To most people, the name Bose means fine audio equipment. However, Bose is a large company and has divisions that develop technology for other purposes too. In this article, we will look at a product that comes from the division that produces automotive suspension components: a new type of active seating system for truck drivers.
Typical truck seats
Truck seats are big, heavy-duty affairs. Most today have “air-suspension” systems. Although air suspension systems do provide some isolation from the bumps and pits on the road; they are constantly bouncing the driver around. Not only is this uncomfortable, truck drivers suffer the second-highest number of days sick days away from work of any occupation—some three times the national average. Some blame this on the fact that they sit up to 12 hours per day on a perpetually heaving driver’s seat.
The Bose solution
The engineers at Bose have designed a seat suspension system that is unlike that of any other vehicle on the road today. They have a seat with powerful, linear electric motors at each corner operating independently of the road surface. This “active” system can enable lightning-quick adjustments to negate the effects of a bumps and potholes. In theory, it could deliver a smooth as silk, ideal ride.
How they do it
The Bose Ride seat assembly takes the data from a series of seat-position sensors and three-axis accelerometers and processes it 2000 times per second.
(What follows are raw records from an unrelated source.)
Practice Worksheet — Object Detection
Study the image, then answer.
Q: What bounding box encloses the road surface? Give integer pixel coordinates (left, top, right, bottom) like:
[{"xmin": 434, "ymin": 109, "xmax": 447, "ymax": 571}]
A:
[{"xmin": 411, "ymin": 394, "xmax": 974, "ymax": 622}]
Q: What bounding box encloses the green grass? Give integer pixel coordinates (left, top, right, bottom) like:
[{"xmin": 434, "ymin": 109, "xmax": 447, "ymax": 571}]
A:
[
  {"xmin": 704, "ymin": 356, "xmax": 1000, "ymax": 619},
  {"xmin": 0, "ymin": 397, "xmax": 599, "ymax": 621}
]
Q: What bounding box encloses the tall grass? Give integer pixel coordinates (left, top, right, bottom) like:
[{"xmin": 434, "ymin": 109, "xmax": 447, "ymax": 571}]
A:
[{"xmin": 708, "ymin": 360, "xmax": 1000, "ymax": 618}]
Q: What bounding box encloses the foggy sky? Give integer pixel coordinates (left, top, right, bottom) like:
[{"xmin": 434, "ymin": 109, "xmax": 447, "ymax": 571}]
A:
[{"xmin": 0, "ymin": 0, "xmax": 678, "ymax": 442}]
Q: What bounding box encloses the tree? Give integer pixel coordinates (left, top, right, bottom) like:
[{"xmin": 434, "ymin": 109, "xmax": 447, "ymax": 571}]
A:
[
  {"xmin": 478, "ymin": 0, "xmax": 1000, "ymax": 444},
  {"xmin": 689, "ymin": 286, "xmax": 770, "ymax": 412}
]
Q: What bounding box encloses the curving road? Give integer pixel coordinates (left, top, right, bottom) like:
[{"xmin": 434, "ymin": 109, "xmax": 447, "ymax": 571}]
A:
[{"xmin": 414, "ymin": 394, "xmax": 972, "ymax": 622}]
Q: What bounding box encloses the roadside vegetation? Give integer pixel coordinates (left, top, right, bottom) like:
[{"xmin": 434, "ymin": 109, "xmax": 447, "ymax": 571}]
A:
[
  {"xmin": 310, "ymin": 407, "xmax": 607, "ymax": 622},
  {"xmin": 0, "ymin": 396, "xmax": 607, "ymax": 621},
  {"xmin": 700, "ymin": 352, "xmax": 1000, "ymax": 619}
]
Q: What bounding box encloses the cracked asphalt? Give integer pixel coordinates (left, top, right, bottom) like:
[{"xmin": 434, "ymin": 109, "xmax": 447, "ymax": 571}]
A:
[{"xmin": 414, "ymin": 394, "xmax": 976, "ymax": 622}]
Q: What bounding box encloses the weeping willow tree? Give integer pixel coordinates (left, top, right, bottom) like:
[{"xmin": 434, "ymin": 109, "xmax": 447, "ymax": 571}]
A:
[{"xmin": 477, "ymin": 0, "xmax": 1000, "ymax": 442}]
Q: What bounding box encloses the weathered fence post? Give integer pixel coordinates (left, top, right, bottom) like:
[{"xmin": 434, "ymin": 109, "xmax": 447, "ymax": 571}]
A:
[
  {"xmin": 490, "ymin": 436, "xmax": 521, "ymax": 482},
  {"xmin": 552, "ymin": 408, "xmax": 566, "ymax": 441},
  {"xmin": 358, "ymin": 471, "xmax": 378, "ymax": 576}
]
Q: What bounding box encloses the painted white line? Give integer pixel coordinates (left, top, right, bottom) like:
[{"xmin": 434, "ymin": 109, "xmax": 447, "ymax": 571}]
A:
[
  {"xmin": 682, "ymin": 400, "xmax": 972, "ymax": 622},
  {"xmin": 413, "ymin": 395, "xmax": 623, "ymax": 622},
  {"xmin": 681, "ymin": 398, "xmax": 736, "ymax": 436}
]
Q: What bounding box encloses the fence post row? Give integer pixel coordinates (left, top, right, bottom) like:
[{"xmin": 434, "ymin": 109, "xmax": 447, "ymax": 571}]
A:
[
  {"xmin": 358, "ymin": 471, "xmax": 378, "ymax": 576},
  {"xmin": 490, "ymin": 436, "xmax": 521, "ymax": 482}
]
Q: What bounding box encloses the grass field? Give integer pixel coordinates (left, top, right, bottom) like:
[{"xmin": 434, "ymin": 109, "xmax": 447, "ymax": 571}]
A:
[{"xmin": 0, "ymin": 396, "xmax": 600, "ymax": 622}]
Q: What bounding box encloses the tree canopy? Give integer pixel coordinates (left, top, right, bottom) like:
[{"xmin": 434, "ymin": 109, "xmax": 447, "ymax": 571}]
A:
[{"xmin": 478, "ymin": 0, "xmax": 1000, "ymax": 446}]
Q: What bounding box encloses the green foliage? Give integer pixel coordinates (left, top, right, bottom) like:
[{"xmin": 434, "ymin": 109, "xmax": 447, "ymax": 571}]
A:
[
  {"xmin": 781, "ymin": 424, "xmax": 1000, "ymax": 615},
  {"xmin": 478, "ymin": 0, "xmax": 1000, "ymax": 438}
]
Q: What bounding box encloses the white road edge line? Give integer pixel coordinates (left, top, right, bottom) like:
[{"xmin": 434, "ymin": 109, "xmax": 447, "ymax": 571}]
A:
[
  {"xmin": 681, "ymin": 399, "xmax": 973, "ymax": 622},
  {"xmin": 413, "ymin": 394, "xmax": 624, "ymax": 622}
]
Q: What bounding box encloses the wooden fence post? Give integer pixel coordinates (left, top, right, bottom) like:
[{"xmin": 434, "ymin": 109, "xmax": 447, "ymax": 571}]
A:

The resultant data is used to control the linear electric motors at each corner of the seat. if required, the linear motors can rocket the seat through its full four inches of travel in as little as a tenth of a second and with as much as 250 pounds of force. The result is a seat that delivers the perfect ride.
According to the service manager at Holden Dodge in Dover, DE, a full service Chrysler, Dodge, Jeep and Ram dealer, the real trick is the algorithms designed into the system. They need to decide immediately how to offset whatever road disturbance. Developing the control algorithms for this system has taken Bose over 10 years so far.
Any technical readers will be concerned about the power it will take to power this high-tech seat. The present version can draw as much as 3500 watts, but for immediate power a quarter-farad capacitor will be used. Also, to avoid constant power draw by the motor, the Bose seat employs an air spring to maintain the average ride height for drivers weighing up to 350 pounds.
How it performs
Bose’s data show that its truck seat smooths out bumps passed along to the driver by a factor of 10. It cancels out everything from low-frequency jiggle to higher-frequency events- such as a whole-body washboard vibration. Engineers claim it brings a semi’s ride nearly in line with that of a passenger car.
The $5995 Bose Ride system is many times more expensive than the much-simpler passive units and, for now, is available only in the aftermarket. However, given that it can mitigate the effects of long hours at the wheel, it could be a valuable investment for thousands of truckers and trucking companies.